Purpose / Point of Glitch: A theory

Over the years (oh btw it was my anniversary on the forum when I starrted writing this), I’ve wondered exactly what sort of product glitch was meant to be. Clearly it doesn’t seem to be a sort of “free hosting” platform as we’ve seen through the rise and fall of the ping services along with discord bots. Rather it tries to differentiate itself from other platforms. Some platforms try to be multipurpose and check all the boxes like https://repl.it and https://gitpod.io .
But glitch seems to be different in the way that it is focused more on the web. I’m reminded of this by the recent blog post “Wordle Mania and the Remixable Web”
Wordle Mania and the Remixable Web — Glitch Blog
So glitch is a web app hosting platform, but why does it give us limited amounts of disk and memory? Let’s think about it from a different perspective.

When building an open-source web application you have two options:

Build a fully functioning application for the masses

This requires lots of server power, requires you to figure out how authentication for the masses would work. In addition if users could create content you would have to monitor for abuse.
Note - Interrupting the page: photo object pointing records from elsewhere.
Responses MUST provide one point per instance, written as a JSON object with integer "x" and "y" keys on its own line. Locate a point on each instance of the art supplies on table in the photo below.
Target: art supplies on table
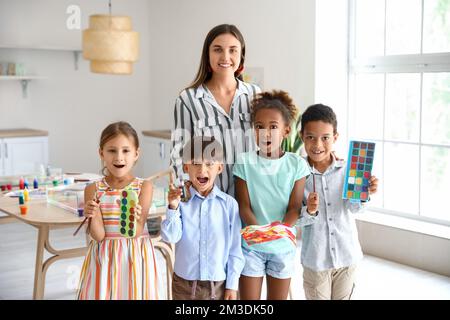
{"x": 68, "y": 197}
{"x": 359, "y": 171}
{"x": 275, "y": 237}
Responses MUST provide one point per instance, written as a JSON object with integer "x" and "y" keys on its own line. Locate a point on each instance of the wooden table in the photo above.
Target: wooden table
{"x": 46, "y": 217}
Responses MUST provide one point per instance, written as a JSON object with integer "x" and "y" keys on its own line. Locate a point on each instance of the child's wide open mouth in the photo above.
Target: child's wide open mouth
{"x": 202, "y": 180}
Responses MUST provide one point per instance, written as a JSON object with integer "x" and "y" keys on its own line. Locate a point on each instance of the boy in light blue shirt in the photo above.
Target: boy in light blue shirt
{"x": 206, "y": 229}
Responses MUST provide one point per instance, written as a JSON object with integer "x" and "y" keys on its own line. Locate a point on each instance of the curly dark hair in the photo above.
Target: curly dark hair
{"x": 276, "y": 99}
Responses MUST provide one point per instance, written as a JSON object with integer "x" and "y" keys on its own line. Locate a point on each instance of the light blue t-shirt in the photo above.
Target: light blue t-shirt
{"x": 270, "y": 182}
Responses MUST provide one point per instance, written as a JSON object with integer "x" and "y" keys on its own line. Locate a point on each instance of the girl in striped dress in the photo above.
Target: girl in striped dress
{"x": 117, "y": 265}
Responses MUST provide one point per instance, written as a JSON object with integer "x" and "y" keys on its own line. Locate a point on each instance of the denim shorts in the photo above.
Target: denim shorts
{"x": 277, "y": 265}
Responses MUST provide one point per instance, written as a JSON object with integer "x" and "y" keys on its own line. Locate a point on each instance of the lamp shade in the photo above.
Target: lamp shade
{"x": 110, "y": 44}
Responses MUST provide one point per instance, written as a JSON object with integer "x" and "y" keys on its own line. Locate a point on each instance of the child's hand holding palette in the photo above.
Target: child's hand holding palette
{"x": 359, "y": 171}
{"x": 128, "y": 201}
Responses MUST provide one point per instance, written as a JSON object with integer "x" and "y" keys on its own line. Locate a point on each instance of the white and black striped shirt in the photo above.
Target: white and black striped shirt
{"x": 198, "y": 114}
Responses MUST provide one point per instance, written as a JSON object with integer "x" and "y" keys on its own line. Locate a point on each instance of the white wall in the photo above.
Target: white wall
{"x": 74, "y": 106}
{"x": 279, "y": 36}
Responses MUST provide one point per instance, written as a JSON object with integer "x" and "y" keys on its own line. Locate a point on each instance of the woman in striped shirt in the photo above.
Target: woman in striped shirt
{"x": 217, "y": 103}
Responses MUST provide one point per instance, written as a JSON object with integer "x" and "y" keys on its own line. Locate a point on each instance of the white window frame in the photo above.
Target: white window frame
{"x": 410, "y": 63}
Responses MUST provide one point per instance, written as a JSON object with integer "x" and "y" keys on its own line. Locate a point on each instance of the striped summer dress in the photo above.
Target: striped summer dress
{"x": 197, "y": 113}
{"x": 118, "y": 268}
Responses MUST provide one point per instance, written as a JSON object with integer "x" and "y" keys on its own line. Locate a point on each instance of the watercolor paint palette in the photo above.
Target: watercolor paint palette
{"x": 359, "y": 169}
{"x": 128, "y": 201}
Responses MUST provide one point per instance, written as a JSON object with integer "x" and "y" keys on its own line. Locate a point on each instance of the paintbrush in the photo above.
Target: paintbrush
{"x": 314, "y": 180}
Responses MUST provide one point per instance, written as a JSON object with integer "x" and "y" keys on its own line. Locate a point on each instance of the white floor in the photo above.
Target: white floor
{"x": 377, "y": 278}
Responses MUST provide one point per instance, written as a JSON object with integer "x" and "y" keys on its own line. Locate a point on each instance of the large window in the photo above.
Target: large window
{"x": 399, "y": 97}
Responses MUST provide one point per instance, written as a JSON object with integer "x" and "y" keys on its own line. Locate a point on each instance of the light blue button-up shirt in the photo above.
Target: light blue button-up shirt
{"x": 206, "y": 231}
{"x": 330, "y": 239}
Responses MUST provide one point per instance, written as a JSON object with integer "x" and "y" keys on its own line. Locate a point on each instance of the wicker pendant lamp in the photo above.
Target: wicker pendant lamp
{"x": 110, "y": 44}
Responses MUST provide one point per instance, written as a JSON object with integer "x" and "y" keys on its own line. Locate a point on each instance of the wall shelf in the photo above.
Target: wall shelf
{"x": 24, "y": 80}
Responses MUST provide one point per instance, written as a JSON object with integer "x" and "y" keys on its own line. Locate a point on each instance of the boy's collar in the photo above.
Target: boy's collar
{"x": 215, "y": 192}
{"x": 334, "y": 164}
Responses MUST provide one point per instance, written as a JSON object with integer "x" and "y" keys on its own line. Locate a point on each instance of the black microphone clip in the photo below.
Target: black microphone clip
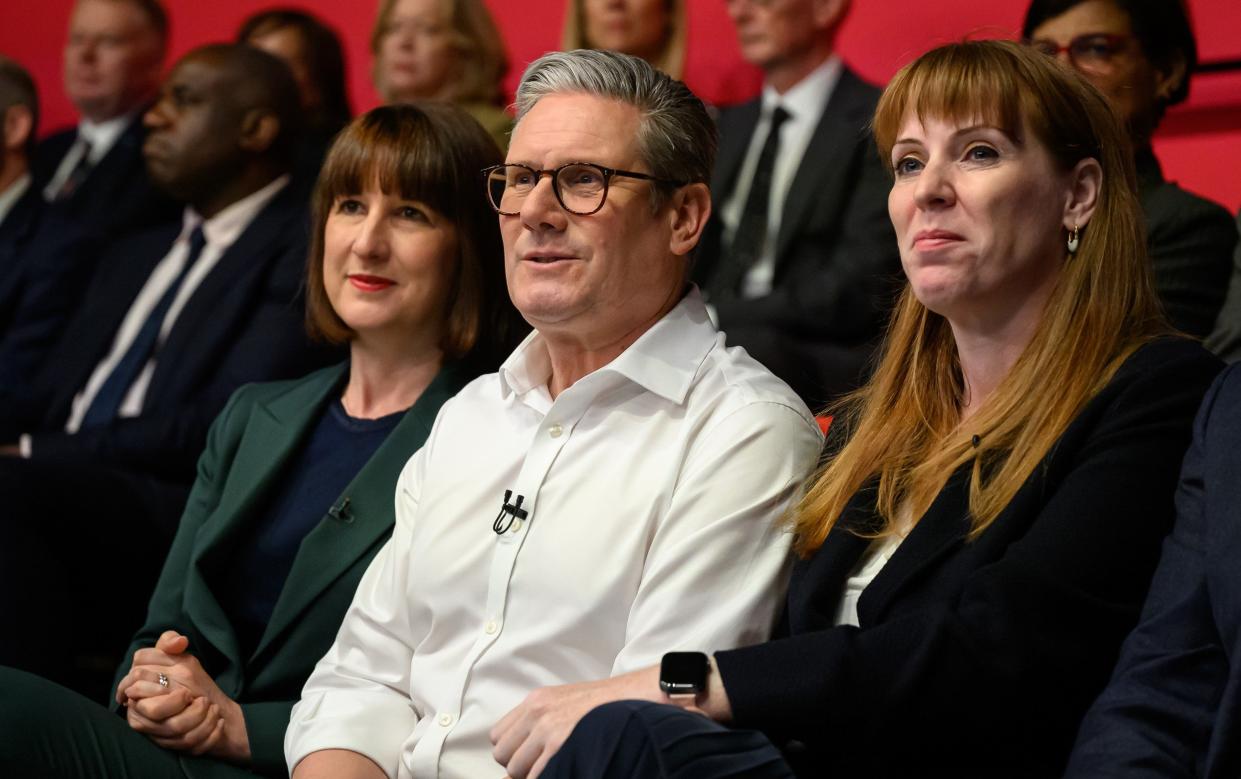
{"x": 514, "y": 510}
{"x": 340, "y": 510}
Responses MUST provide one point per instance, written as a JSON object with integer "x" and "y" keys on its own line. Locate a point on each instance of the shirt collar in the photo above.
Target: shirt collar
{"x": 225, "y": 227}
{"x": 664, "y": 360}
{"x": 808, "y": 98}
{"x": 11, "y": 195}
{"x": 103, "y": 134}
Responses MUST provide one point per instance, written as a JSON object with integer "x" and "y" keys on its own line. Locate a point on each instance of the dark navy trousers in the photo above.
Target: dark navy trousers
{"x": 632, "y": 739}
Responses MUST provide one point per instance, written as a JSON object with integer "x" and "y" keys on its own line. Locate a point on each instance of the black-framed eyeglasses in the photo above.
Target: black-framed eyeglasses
{"x": 1095, "y": 51}
{"x": 581, "y": 187}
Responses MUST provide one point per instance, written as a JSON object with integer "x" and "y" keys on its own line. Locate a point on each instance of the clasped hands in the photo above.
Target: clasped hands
{"x": 189, "y": 715}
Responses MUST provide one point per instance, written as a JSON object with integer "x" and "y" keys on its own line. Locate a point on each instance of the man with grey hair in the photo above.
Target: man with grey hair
{"x": 612, "y": 493}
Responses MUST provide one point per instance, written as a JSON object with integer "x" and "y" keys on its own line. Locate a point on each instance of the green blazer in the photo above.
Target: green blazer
{"x": 248, "y": 445}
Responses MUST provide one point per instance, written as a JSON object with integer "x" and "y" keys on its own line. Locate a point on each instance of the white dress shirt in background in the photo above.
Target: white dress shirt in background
{"x": 13, "y": 194}
{"x": 98, "y": 137}
{"x": 655, "y": 489}
{"x": 804, "y": 103}
{"x": 221, "y": 232}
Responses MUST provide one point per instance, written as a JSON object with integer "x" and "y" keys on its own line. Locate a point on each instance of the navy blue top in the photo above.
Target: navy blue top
{"x": 336, "y": 449}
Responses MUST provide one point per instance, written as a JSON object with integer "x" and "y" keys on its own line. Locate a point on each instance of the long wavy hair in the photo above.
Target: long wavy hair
{"x": 902, "y": 428}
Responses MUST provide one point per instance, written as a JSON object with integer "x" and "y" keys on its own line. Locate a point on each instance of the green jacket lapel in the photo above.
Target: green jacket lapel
{"x": 272, "y": 434}
{"x": 351, "y": 530}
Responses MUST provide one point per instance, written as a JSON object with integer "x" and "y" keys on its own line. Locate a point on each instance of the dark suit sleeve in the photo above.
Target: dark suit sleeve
{"x": 1190, "y": 242}
{"x": 1157, "y": 715}
{"x": 1030, "y": 636}
{"x": 165, "y": 609}
{"x": 56, "y": 264}
{"x": 269, "y": 344}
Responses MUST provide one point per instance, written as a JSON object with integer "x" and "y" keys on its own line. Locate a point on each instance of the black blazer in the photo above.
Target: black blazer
{"x": 837, "y": 262}
{"x": 1173, "y": 707}
{"x": 1190, "y": 242}
{"x": 978, "y": 659}
{"x": 118, "y": 195}
{"x": 242, "y": 324}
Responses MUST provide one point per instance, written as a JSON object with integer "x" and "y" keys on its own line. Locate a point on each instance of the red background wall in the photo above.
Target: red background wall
{"x": 1198, "y": 143}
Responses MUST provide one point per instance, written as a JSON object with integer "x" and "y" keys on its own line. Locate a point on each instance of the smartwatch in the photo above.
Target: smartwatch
{"x": 684, "y": 674}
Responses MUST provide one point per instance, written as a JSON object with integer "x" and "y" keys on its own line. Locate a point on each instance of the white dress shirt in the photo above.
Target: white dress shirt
{"x": 13, "y": 194}
{"x": 654, "y": 485}
{"x": 804, "y": 103}
{"x": 99, "y": 137}
{"x": 221, "y": 232}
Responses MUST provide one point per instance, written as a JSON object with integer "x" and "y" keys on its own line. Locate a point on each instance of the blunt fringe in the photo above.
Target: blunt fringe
{"x": 431, "y": 153}
{"x": 902, "y": 429}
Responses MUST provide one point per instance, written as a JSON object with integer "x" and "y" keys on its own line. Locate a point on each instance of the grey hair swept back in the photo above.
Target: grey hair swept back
{"x": 676, "y": 138}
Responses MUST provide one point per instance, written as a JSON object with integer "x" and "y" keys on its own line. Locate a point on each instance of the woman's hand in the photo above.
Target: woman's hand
{"x": 189, "y": 715}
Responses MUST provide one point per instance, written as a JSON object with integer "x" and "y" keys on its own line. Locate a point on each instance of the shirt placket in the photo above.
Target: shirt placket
{"x": 549, "y": 439}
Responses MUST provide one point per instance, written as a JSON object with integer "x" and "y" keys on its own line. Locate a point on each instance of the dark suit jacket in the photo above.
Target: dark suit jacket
{"x": 1190, "y": 241}
{"x": 60, "y": 252}
{"x": 243, "y": 323}
{"x": 15, "y": 231}
{"x": 1173, "y": 707}
{"x": 1225, "y": 340}
{"x": 837, "y": 262}
{"x": 258, "y": 432}
{"x": 978, "y": 659}
{"x": 118, "y": 195}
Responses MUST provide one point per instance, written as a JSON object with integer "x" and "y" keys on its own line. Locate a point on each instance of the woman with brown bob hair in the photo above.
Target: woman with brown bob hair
{"x": 988, "y": 515}
{"x": 442, "y": 50}
{"x": 295, "y": 489}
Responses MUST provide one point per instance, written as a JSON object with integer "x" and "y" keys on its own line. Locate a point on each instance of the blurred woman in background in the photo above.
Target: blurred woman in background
{"x": 295, "y": 489}
{"x": 442, "y": 50}
{"x": 314, "y": 53}
{"x": 1141, "y": 53}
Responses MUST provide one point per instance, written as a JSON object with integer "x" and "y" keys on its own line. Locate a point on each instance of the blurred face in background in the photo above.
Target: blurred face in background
{"x": 417, "y": 56}
{"x": 1096, "y": 37}
{"x": 112, "y": 58}
{"x": 637, "y": 27}
{"x": 291, "y": 47}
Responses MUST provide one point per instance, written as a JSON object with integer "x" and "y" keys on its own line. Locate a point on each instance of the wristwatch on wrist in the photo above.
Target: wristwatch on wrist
{"x": 684, "y": 674}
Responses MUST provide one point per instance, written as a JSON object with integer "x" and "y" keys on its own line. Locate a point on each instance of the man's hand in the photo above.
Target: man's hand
{"x": 191, "y": 713}
{"x": 530, "y": 734}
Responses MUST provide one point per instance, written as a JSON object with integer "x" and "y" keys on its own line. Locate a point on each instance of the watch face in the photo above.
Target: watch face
{"x": 681, "y": 672}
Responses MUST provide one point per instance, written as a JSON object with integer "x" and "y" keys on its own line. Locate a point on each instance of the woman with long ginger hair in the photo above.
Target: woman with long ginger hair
{"x": 989, "y": 512}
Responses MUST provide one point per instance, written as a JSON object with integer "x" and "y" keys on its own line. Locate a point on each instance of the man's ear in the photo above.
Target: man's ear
{"x": 688, "y": 213}
{"x": 259, "y": 129}
{"x": 1086, "y": 182}
{"x": 19, "y": 123}
{"x": 828, "y": 14}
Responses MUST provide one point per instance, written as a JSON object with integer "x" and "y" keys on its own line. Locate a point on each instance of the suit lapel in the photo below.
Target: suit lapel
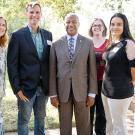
{"x": 78, "y": 47}
{"x": 65, "y": 46}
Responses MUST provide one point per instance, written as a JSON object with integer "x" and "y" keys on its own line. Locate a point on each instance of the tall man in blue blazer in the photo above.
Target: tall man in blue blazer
{"x": 73, "y": 82}
{"x": 28, "y": 70}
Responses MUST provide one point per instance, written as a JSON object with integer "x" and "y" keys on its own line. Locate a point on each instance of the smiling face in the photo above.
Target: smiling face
{"x": 33, "y": 15}
{"x": 97, "y": 28}
{"x": 3, "y": 27}
{"x": 72, "y": 25}
{"x": 116, "y": 27}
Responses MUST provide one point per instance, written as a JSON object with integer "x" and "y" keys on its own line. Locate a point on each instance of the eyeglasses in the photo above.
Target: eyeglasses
{"x": 98, "y": 25}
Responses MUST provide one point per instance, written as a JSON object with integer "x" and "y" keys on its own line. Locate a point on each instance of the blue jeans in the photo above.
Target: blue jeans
{"x": 38, "y": 104}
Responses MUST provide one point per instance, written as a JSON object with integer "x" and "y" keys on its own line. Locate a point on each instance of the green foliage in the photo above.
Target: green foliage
{"x": 14, "y": 10}
{"x": 116, "y": 5}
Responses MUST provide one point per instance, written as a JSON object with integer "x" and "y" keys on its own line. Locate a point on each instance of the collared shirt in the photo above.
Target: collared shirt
{"x": 75, "y": 39}
{"x": 37, "y": 39}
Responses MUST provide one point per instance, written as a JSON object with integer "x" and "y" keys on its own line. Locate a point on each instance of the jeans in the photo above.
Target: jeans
{"x": 38, "y": 104}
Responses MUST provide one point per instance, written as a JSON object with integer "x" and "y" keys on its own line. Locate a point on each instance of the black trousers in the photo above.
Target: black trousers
{"x": 100, "y": 120}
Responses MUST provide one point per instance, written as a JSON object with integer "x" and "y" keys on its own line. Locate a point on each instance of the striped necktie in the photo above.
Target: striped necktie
{"x": 71, "y": 48}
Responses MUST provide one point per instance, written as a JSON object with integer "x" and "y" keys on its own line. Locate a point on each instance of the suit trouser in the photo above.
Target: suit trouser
{"x": 100, "y": 120}
{"x": 82, "y": 117}
{"x": 115, "y": 111}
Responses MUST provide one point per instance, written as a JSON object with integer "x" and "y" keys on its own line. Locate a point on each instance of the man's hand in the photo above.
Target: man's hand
{"x": 22, "y": 97}
{"x": 90, "y": 101}
{"x": 55, "y": 101}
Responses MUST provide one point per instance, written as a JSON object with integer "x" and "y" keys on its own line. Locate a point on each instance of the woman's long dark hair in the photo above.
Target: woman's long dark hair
{"x": 4, "y": 38}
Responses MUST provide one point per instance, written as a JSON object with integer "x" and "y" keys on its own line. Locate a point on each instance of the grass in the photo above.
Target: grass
{"x": 9, "y": 107}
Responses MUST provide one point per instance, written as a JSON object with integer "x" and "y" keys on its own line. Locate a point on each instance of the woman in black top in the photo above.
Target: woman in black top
{"x": 119, "y": 77}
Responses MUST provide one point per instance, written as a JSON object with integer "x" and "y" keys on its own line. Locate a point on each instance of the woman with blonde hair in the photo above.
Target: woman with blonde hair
{"x": 98, "y": 33}
{"x": 3, "y": 50}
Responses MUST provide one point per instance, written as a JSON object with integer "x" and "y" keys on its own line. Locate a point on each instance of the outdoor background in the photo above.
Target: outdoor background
{"x": 53, "y": 13}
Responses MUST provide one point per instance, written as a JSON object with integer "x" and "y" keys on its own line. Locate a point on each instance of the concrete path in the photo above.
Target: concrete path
{"x": 48, "y": 132}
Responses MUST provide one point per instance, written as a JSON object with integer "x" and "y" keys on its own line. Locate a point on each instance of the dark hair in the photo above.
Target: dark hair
{"x": 105, "y": 28}
{"x": 32, "y": 4}
{"x": 126, "y": 31}
{"x": 4, "y": 38}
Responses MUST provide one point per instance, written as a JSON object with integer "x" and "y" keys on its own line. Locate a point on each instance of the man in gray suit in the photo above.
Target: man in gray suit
{"x": 73, "y": 83}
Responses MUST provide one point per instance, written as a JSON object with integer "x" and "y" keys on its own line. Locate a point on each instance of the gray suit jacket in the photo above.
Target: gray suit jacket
{"x": 81, "y": 71}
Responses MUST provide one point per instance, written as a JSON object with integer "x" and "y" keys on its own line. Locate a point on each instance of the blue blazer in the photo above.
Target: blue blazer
{"x": 24, "y": 66}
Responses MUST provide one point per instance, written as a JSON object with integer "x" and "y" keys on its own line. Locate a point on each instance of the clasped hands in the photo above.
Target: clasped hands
{"x": 89, "y": 101}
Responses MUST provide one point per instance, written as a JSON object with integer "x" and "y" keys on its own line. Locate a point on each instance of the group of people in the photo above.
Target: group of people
{"x": 78, "y": 73}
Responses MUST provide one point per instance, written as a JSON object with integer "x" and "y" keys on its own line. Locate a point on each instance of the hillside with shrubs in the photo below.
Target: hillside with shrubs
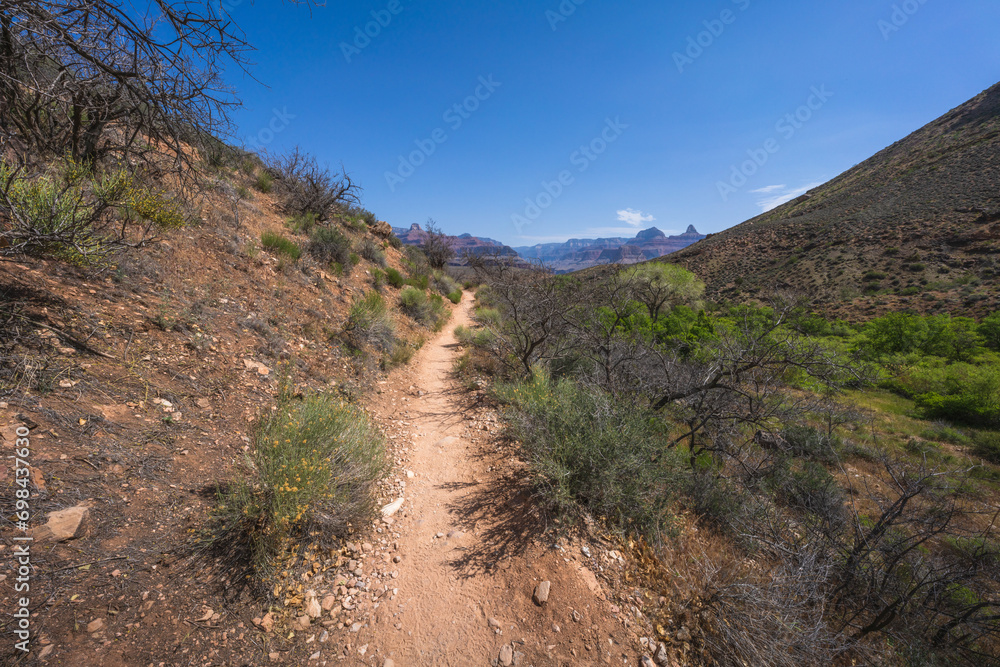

Build the essential part and let the users deal with their own data and hosting

This is like having an actual server for a discord guild instead of discord’s giant databases handling everything. You just focus on building your app. The app doesn’t need to scale!

I believe glitch is targeted at people who build the second sort of app. Want to have your own forum? Just remix the project you’re interested in! You don’t need to build some sort of megaservice that handles requests for thousands of forum each day. You can just comfortably focus on your app writing. As a tweet I saw the other day put it:

My thoughts do align with some later developements on the product. For example, we were motivated to make things more static back 2 years ago.


Users like @wh0 later discovered that upon closing an editor session, static sites would no longer use the lws web server. Instead, they would be served from an AWS S3 compatible server (perhaps actual Amazon S3?), thus leading to some ridiculously good autoscaling.

Now another development is approaching that extends beyond static sites: You may have seen the new Fastly Compute@Edge banner, but here it is again.

We’re building an all new integration with Fastly that will let you build more sophisticated Glitch sites that scale infinitely, with 100x faster code execution startup time than other serverless solutions.

If this gets pushed out, this will mean writing non-static apps that scales becomes tremendously easier. Load balancing would be done automatically with the extra benefit of low latency as a result of code being run on the edge. A single request handler connected to a cluster of databases could easily scale as needed without any human intervention!

So, in conclusion glitch seems like the sort of platform where people try to focus on building the app they want with the ideas they dream of without the worries of scaling and maintenance!